In His dealing with sin, God could employ only righteousness and truth.
Satan could use what God could not--flattery and deceit. He had sought to
falsify the word of God, and had misrepresented His plan of government
before the angels, claiming that God was not just in laying laws and rules
upon the inhabitants of heaven; that in requiring submission and obedience
from His creatures, He was seeking merely the exaltation of Himself.
Therefore it must be demonstrated before the inhabitants of heaven, as
well as of all the worlds, that God's government was just, His law
perfect. Satan had made it appear that he himself was seeking to promote
the good of the universe. The true character of the usurper, and his real
object, must be understood by all. He must have time to manifest himself
by his wicked works.
The discord which his own course had caused in heaven, Satan charged upon
the law and government of God. All evil he declared to be the result of
the divine administration. He claimed that it was his own object to
improve upon the statutes of Jehovah. Therefore it was necessary that he
should demonstrate the nature of his claims, and show the working out of
his proposed changes in the divine law. His own work must condemn him.

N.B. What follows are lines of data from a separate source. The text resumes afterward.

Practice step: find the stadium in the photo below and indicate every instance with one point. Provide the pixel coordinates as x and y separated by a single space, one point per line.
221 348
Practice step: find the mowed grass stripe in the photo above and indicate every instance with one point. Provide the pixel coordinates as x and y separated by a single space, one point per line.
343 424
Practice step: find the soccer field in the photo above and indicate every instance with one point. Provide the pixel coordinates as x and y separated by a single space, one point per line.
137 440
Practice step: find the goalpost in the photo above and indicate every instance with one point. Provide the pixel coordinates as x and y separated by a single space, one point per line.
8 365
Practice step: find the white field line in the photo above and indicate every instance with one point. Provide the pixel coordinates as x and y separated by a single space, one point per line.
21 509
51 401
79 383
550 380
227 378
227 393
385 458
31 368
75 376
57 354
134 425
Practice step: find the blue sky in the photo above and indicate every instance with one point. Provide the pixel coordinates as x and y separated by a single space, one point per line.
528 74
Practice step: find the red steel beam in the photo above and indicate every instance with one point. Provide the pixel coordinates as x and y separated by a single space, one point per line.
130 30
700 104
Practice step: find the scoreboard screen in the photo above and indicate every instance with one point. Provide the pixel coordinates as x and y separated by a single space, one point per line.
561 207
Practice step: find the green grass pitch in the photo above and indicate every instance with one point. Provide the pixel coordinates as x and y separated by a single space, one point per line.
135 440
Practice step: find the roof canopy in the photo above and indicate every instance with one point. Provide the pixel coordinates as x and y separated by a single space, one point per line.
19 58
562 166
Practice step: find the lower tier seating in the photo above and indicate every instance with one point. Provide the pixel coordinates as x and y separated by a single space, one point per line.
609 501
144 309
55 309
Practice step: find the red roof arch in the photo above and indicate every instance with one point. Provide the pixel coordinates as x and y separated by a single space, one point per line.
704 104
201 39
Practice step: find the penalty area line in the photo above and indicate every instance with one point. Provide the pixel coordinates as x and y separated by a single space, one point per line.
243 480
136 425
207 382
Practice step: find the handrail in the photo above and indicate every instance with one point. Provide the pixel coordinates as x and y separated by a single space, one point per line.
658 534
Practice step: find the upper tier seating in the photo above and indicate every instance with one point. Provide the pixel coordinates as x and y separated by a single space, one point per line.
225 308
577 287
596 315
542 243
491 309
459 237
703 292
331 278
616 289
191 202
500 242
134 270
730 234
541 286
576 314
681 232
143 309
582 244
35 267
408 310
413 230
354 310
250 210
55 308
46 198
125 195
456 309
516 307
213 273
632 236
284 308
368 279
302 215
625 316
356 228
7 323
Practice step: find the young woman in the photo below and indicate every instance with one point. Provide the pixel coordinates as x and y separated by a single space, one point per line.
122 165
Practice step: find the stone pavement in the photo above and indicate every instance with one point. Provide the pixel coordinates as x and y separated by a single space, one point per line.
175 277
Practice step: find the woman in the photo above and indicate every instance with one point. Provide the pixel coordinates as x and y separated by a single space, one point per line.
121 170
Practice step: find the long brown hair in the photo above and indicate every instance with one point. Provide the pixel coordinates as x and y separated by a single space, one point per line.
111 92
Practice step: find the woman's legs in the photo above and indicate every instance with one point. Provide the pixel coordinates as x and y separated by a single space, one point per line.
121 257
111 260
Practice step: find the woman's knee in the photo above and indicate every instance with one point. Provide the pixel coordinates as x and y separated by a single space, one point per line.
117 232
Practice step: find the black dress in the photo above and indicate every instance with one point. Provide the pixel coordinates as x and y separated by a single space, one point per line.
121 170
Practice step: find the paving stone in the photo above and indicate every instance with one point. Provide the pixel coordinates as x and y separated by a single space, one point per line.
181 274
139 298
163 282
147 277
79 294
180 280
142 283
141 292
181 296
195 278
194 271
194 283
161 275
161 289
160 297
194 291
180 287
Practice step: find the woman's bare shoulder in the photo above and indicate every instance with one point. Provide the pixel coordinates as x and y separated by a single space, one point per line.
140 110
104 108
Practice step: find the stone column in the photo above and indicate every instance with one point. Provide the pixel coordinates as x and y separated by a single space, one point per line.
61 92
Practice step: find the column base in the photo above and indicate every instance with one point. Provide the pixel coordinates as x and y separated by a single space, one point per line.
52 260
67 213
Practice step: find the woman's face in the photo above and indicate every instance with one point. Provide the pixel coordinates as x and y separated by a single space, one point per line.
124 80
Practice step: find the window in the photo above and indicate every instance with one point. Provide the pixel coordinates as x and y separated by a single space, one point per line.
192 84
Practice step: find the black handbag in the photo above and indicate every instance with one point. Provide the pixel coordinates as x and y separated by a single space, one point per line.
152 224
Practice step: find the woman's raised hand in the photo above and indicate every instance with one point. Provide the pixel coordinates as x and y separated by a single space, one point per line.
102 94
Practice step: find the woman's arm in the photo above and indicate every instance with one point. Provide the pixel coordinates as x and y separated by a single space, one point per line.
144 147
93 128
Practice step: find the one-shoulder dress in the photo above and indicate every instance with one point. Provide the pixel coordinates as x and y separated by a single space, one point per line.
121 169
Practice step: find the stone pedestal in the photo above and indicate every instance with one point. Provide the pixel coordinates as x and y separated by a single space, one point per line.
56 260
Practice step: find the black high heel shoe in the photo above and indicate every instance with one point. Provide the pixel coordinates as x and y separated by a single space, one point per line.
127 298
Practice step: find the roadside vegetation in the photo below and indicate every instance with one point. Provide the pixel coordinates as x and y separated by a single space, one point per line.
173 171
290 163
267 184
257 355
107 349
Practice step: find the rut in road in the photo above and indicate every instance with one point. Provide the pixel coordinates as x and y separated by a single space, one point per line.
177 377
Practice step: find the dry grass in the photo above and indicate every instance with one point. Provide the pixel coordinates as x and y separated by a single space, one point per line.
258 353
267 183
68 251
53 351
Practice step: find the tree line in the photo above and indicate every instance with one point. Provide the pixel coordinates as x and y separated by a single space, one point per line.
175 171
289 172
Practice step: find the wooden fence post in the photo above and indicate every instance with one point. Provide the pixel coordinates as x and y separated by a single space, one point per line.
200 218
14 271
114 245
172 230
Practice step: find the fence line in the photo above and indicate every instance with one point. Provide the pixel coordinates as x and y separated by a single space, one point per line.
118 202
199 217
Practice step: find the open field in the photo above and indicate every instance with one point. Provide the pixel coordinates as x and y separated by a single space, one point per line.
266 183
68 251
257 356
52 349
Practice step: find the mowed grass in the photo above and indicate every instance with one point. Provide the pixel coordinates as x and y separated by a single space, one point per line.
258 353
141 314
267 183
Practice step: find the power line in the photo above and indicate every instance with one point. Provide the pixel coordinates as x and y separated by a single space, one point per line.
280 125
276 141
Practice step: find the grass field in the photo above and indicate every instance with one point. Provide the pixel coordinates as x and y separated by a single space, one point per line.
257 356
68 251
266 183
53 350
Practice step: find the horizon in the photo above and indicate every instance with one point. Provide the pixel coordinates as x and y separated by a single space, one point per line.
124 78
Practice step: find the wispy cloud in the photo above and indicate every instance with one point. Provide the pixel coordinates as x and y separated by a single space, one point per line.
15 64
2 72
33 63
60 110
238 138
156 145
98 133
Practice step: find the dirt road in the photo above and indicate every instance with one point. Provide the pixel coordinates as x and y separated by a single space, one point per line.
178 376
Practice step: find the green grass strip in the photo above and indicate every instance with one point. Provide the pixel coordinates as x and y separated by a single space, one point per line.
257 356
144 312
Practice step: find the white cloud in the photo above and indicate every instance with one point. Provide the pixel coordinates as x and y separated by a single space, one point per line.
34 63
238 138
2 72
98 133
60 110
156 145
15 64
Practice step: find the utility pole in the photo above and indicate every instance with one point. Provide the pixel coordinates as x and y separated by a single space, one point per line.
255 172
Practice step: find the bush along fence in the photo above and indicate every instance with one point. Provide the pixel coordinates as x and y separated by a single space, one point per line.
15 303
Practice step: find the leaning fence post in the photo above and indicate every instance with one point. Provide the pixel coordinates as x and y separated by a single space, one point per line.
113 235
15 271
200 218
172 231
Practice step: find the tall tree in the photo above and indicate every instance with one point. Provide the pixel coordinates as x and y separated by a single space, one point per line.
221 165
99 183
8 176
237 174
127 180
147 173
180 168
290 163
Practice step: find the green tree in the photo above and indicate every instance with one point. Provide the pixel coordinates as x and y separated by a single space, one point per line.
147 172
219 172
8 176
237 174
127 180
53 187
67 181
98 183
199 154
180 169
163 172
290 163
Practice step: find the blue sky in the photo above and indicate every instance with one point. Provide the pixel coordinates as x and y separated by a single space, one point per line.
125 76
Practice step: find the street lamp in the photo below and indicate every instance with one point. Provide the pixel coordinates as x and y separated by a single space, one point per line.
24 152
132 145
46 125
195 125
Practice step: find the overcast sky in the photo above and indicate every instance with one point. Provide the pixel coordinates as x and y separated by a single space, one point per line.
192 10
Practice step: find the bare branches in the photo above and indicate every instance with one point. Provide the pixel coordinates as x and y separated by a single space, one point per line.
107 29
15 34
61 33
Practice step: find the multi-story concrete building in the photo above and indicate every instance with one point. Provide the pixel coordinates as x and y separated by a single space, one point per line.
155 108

Satan had claimed from the first that he was not in rebellion. The whole
universe must see the deceiver unmasked.
Even when it was decided that he could no longer remain in heaven,
Infinite Wisdom did not destroy Satan. Since the service of love can alone
be acceptable to God, the allegiance of His creatures must rest upon a
conviction of His justice and benevolence. The inhabitants of heaven and
of other worlds, being unprepared to comprehend the nature or consequences
of sin, could not then have seen the justice and mercy of God in the
destruction of Satan. Had he been immediately blotted from existence, they
would have served God from fear, rather than from love. The influence of
the deceiver would not have been fully destroyed, nor would the spirit of
rebellion have been utterly eradicated. Evil must be permitted to come to
maturity. For the good of the entire universe through ceaseless ages,
Satan must more fully develop his principles, that his charges against the
divine government might be seen in their true light by all created beings,
that the justice and mercy of God and the immutability of His law might
forever be placed beyond all question.